So my doctor suggested as switch to bio-identical testosterone. Says cypionate makes little sense to the body and has far more risk. Anyone heard of this or use? He suggested biote.
Test is test is test
By the same logic, birth control makes little sense to the body. I’m willing to bet he still prescribes it though… Cyp is fine to use.
Pure nonsense. Testosterone cypionate contains testosterone, it’s chemically the same.
It seems some doctors are afraid of injections for some strange reason. The injectable T does increase hematocrit more than other delivery systems.
You can mitigate this by adjusting the dosage and or injection frequency in some cases.
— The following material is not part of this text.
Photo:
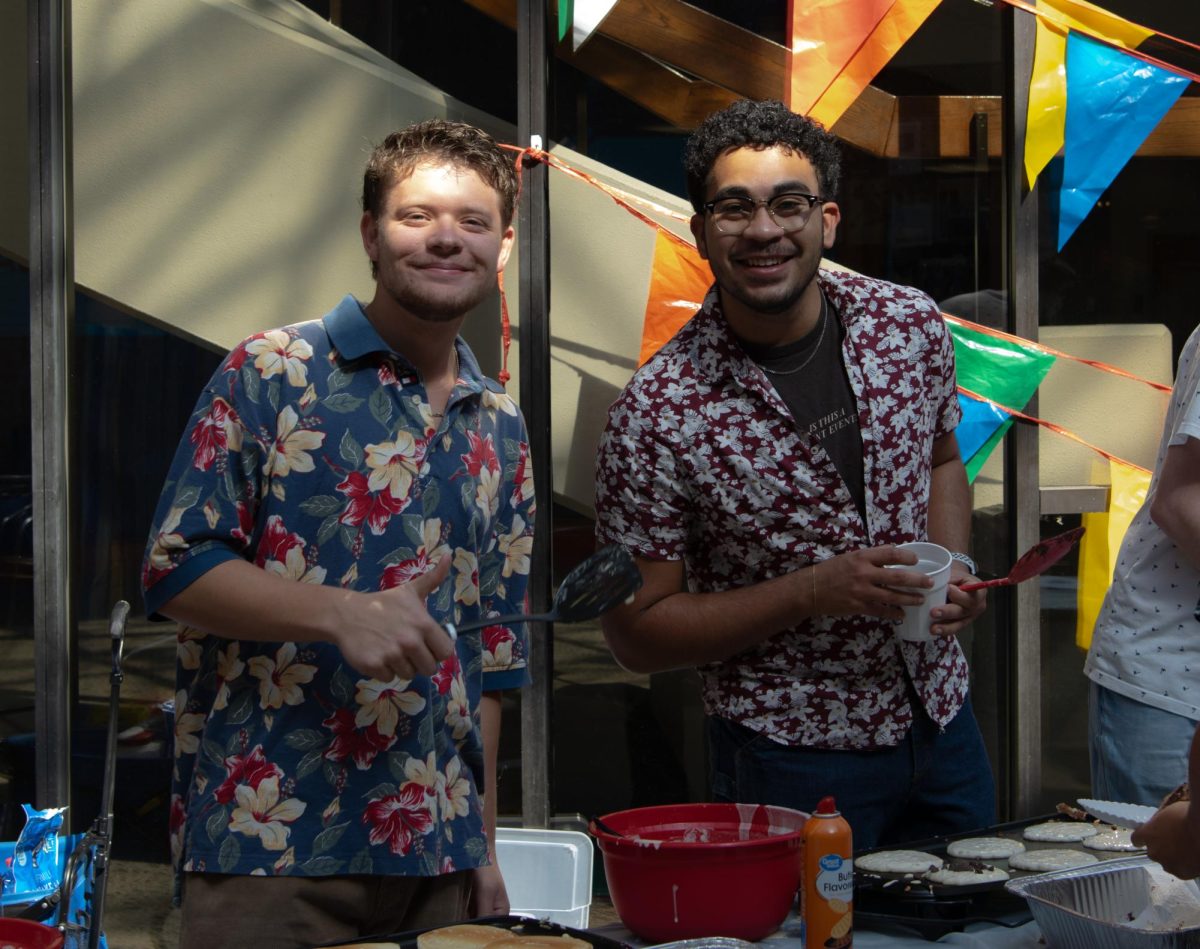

If this doctor is trying to push T pellets on you, the doctor is bullsh****** you because T pellets are very profitable.
If this is the case, one could argue cutting you open to insert the pellets has risk of infection.
Systemlord…is this math correct?
The vile is 200mg/ml 10ml.
0.4ml twice a week equals 80mg…correct? To reduce to 50mg a week the draw would be 0.25ml twice a week, correct?
Yes, your math is correct.
Just piling on with the others, that is BS.
One 0.25mL dose would be 50mg.
Inability of user with 12.1k posts here to point out your very basic math is incorrect. Always check your units.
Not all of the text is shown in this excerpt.